ECB inflows surged to a nine-month average of $2 billion—a 129% rise since November 2023. However, the rupee’s rapid depreciation changed the dynamics—leading to higher debt servicing costs—eroding margins by 50-100 basis points between September 2023 and December 2024.
A Zero-Sum Game
As ECB borrowing got more expensive, NBFCs started looking towards domestic banks, which were constrained due to higher risk weights. But the relaxation of norms comes at a time when deposit growth lags credit expansion, pushing the credit-deposit ratio to a record 80.4%. Thus, switching back of NBFC funding from ECBs to domestic borrowing is intensifying the tightening liquidity further. By easing risk weights, the RBI aims to facilitate this transition. Yet the policy creates tensions: strained liquidity from the ECB switches would limit RBI’s ability to stabilise the rupee through dollar sales, compelling a sharper currency depreciation.
Despite RBI’s liquidity measures such as CRR cut, open market operations, bond purchases, and forex swaps, conditions remain taut.

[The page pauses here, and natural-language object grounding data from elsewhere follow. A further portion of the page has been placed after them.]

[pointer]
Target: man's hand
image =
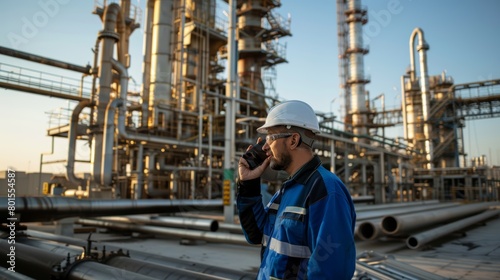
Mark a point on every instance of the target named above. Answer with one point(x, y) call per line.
point(244, 171)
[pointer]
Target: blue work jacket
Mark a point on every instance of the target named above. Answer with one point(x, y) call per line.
point(306, 230)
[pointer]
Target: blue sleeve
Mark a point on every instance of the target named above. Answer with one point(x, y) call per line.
point(251, 211)
point(331, 238)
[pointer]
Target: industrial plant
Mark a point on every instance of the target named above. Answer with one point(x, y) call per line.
point(171, 145)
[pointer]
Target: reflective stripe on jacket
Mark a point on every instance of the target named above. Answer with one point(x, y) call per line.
point(306, 230)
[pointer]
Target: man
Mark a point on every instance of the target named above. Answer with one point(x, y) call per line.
point(307, 229)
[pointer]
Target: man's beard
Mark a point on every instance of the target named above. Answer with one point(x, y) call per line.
point(281, 163)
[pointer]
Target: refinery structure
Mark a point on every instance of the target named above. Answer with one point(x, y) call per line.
point(207, 84)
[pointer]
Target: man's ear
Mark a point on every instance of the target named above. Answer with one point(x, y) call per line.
point(296, 140)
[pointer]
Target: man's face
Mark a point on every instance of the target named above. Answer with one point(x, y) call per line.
point(277, 146)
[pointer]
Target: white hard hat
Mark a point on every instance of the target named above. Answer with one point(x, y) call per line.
point(295, 113)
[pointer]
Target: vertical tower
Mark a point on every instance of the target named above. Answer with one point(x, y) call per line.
point(258, 48)
point(352, 17)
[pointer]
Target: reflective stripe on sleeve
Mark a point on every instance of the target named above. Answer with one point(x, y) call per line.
point(296, 210)
point(287, 249)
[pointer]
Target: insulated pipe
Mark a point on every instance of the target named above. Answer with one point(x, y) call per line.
point(406, 224)
point(137, 266)
point(368, 227)
point(217, 237)
point(52, 247)
point(45, 60)
point(30, 261)
point(33, 209)
point(417, 240)
point(367, 215)
point(12, 275)
point(155, 270)
point(72, 135)
point(88, 270)
point(108, 36)
point(180, 222)
point(369, 208)
point(151, 258)
point(422, 47)
point(177, 222)
point(146, 64)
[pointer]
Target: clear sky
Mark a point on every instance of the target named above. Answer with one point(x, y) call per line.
point(464, 39)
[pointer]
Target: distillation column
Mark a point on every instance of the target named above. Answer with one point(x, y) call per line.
point(117, 28)
point(157, 53)
point(356, 17)
point(416, 101)
point(258, 47)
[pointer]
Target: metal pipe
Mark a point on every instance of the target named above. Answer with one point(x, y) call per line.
point(368, 225)
point(422, 238)
point(140, 172)
point(112, 17)
point(422, 47)
point(217, 237)
point(72, 135)
point(140, 255)
point(45, 60)
point(202, 224)
point(229, 141)
point(30, 261)
point(177, 222)
point(407, 224)
point(369, 229)
point(55, 248)
point(32, 209)
point(141, 267)
point(146, 63)
point(12, 275)
point(89, 270)
point(369, 208)
point(160, 82)
point(156, 271)
point(402, 209)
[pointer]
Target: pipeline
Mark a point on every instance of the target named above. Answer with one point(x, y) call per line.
point(155, 270)
point(368, 225)
point(150, 258)
point(177, 222)
point(368, 215)
point(407, 224)
point(39, 264)
point(6, 274)
point(45, 60)
point(422, 238)
point(120, 261)
point(35, 209)
point(371, 265)
point(218, 237)
point(364, 208)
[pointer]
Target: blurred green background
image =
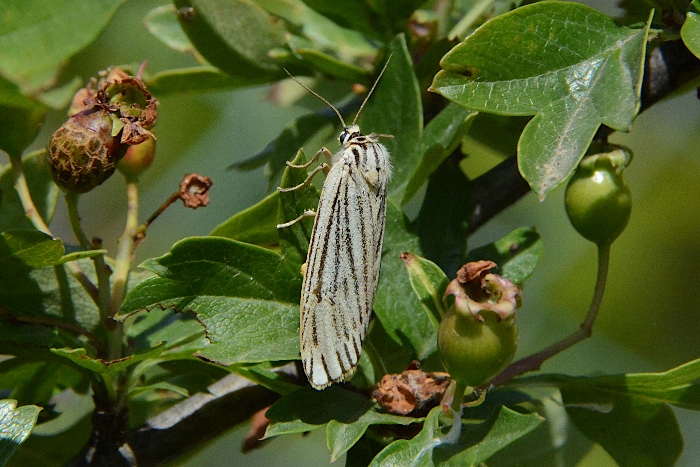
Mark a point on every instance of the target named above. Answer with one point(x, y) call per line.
point(649, 318)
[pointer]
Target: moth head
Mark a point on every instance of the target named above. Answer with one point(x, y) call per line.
point(348, 133)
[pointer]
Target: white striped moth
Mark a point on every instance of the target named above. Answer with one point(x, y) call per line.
point(342, 266)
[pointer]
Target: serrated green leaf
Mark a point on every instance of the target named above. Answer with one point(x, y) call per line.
point(429, 284)
point(20, 117)
point(517, 254)
point(340, 436)
point(50, 292)
point(245, 296)
point(395, 109)
point(256, 225)
point(443, 221)
point(678, 386)
point(294, 240)
point(440, 137)
point(401, 313)
point(307, 409)
point(263, 375)
point(235, 36)
point(42, 188)
point(181, 334)
point(199, 79)
point(633, 431)
point(571, 66)
point(39, 36)
point(15, 426)
point(476, 444)
point(32, 247)
point(159, 386)
point(163, 24)
point(690, 31)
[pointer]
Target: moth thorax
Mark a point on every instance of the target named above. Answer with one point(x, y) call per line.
point(348, 133)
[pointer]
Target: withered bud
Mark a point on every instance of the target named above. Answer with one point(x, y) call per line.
point(412, 392)
point(476, 289)
point(194, 191)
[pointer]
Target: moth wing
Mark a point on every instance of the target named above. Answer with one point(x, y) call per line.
point(341, 276)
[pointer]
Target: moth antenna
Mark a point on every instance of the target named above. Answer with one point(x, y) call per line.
point(372, 90)
point(320, 97)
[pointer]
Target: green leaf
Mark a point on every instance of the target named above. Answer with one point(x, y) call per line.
point(294, 240)
point(20, 117)
point(245, 296)
point(571, 66)
point(235, 36)
point(50, 292)
point(633, 431)
point(476, 444)
point(42, 188)
point(517, 254)
point(199, 79)
point(690, 31)
point(443, 220)
point(440, 137)
point(181, 334)
point(163, 24)
point(302, 132)
point(31, 247)
point(350, 46)
point(400, 311)
point(678, 386)
point(263, 374)
point(256, 225)
point(38, 36)
point(429, 284)
point(307, 409)
point(327, 64)
point(395, 109)
point(159, 386)
point(15, 426)
point(341, 436)
point(80, 358)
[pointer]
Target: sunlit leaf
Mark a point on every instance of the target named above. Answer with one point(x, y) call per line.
point(15, 426)
point(245, 296)
point(569, 65)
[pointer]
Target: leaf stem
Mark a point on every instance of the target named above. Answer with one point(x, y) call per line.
point(535, 361)
point(32, 213)
point(71, 327)
point(74, 218)
point(124, 257)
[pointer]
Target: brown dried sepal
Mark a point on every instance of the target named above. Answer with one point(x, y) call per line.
point(412, 392)
point(254, 438)
point(194, 191)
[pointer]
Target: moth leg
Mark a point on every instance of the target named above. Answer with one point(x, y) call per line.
point(324, 151)
point(306, 182)
point(303, 215)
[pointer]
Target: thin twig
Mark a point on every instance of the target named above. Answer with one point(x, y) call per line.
point(535, 361)
point(71, 327)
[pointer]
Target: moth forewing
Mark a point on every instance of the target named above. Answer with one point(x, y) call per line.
point(342, 266)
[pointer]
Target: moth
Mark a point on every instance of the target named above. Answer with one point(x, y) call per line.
point(342, 266)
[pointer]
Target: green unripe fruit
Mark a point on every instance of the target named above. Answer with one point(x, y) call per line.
point(137, 159)
point(598, 200)
point(473, 351)
point(478, 335)
point(83, 153)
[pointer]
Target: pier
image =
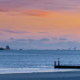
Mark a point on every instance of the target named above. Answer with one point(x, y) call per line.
point(65, 66)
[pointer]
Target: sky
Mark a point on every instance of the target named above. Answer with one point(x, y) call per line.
point(40, 24)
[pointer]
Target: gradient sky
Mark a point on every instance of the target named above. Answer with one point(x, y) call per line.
point(40, 24)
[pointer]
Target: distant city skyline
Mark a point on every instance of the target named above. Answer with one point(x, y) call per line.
point(40, 24)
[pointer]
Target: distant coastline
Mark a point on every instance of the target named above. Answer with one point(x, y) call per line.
point(7, 48)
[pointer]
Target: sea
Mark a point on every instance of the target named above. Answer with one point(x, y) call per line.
point(31, 61)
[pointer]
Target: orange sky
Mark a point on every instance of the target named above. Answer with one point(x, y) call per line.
point(40, 24)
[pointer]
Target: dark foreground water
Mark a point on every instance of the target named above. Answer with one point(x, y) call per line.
point(28, 61)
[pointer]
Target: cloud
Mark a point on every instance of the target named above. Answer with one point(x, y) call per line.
point(36, 12)
point(55, 39)
point(34, 44)
point(11, 39)
point(16, 32)
point(42, 32)
point(62, 39)
point(44, 39)
point(41, 4)
point(33, 40)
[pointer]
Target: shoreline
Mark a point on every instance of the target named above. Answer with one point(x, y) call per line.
point(41, 76)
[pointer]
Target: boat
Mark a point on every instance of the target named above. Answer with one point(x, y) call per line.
point(7, 48)
point(65, 66)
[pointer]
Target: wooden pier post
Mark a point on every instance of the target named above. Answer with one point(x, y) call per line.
point(58, 62)
point(54, 63)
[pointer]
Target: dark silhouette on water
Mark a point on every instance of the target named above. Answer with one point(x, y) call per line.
point(65, 66)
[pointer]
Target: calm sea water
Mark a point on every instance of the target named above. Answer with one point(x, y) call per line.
point(27, 61)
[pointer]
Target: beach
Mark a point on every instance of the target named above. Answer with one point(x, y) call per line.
point(42, 76)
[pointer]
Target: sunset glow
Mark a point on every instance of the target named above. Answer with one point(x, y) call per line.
point(27, 22)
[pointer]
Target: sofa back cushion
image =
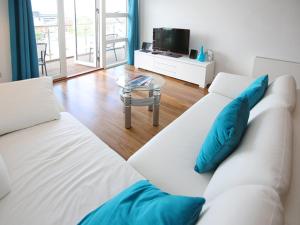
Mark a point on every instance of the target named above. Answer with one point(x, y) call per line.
point(283, 91)
point(4, 179)
point(27, 103)
point(246, 205)
point(263, 156)
point(256, 90)
point(229, 85)
point(224, 136)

Even the 25-basis-point rate cut earlier this month failed to ease money market rates.
Notwithstanding these encumbrances, the solidifying acquiescence to policy accommodation indicates that RBI may be amenable to further regulatory easing.
The proposal to eliminate prepayment charges on retail loans, combined with income tax sops, suggests a broader attempt to stimulate leveraged consumption, particularly in urban areas facing income pressures. Possibly, the central bank may also relax the stringency on uncollateralised retail lending of banks and NBFCs.
However, these remain countercyclical responses to more profound structural constraints. The RBI’s actions assume India’s slowdown is cyclical, with potential growth still above 7%. Yet, structural headwinds —stagnant wages, shrinking household savings, and weak deposit growth—remain unaddressed.
As a result, the RBI’s accommodative policy stance and exchange rate rigidity are creating persistent distortions. Liquidity infusions address short-term imbalances, but do little to actually resolve employment concerns. Expanding retail credit amid peak household indebtedness risks worsening defaults, while inflating vulnerabilities rather than productivity.
The RBI’s regulatory shift reveals a central bank navigating competing imperatives: stabilising the rupee, reviving leveraged consumption, ensuring adequate liquidity and containing inflation. However, without addressing structural constraints, such measures could prove self-defeating for India’s long-term economic stability.